It’s been a solid month since Charles Robinson was named by Gov. Mike Beebe (D) to serve out the remainder of State Treasurer Martha Shoffner’s term of office. In that time, Robinson has oriented himself to the office and its staff, and is planning for a big July as a new consulting group reshapes office policy.

Robinson, former head of the state’s Division of Legislative Audit, is bringing his auditor’s mentality to the job.

“I’ve spent a lot of time visiting with each one of the 27 people who work in the Treasurer’s office,” Robinson explains. He’s asked questions about job roles and assignments and already found ways to make simple and efficient improvements.

“I’d like to point out that as a result of that there were some individuals in the Treasurer’s office that made some very informative comments that I think are things we need to work on,” he said.

Some changes on his agenda include cross-training employees, improving documentation, disaster preparation, stronger internal controls, and separation of duties. Robinson said there were employees fulfilling jobs that didn’t correlate to the line-items in the office’s appropriation.

“It was hard to make a real good relationship between the appropriation act and the way the office actually ran. People were being paid in positions that didn’t really match what they were doing,” he said. “We were able to take quite a few of those positions and rearrange them to where their title is actually what they’re doing.”

One example is chief investment officer Autumn Sanson who was being paid out of another position on the Treasurer’s payroll. Sanson found herself in the spotlight when she asked state lawmakers if she qualified for “whistleblower status” when she testified about office operations last December.

Robinson said he wants to make corrections in the next appropriation bill for the office.

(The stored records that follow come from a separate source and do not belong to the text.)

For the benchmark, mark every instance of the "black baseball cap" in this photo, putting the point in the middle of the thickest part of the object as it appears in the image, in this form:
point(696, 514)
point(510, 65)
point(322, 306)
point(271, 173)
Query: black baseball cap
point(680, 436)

He recalled his first visit with office employees after Beebe’s appointment last month. He said he’s worked hard to address the low morale he found and thinks it has risen significantly.

“I told them we were here to go forward. We wanted to make things happen, and we wanted to make positive things happen,” Robinson said.

SHOFFNER’S LEGAL WOES
Robinson, 66, is serving in his appointed role as State Treasurer due to the legal complications of former State Treasurer Martha Shoffner.

Shoffner, a Democrat, resigned from her position in May after being arrested by federal authorities on charges of extortion.

She faces a 14-count indictment that includes 7 counts of receipt of bribes by an agent of state government receiving federal funds, 6 counts of extortion, and 1 count of attempted extortion.

She pleaded “not guilty” to the charges in federal court on Thursday.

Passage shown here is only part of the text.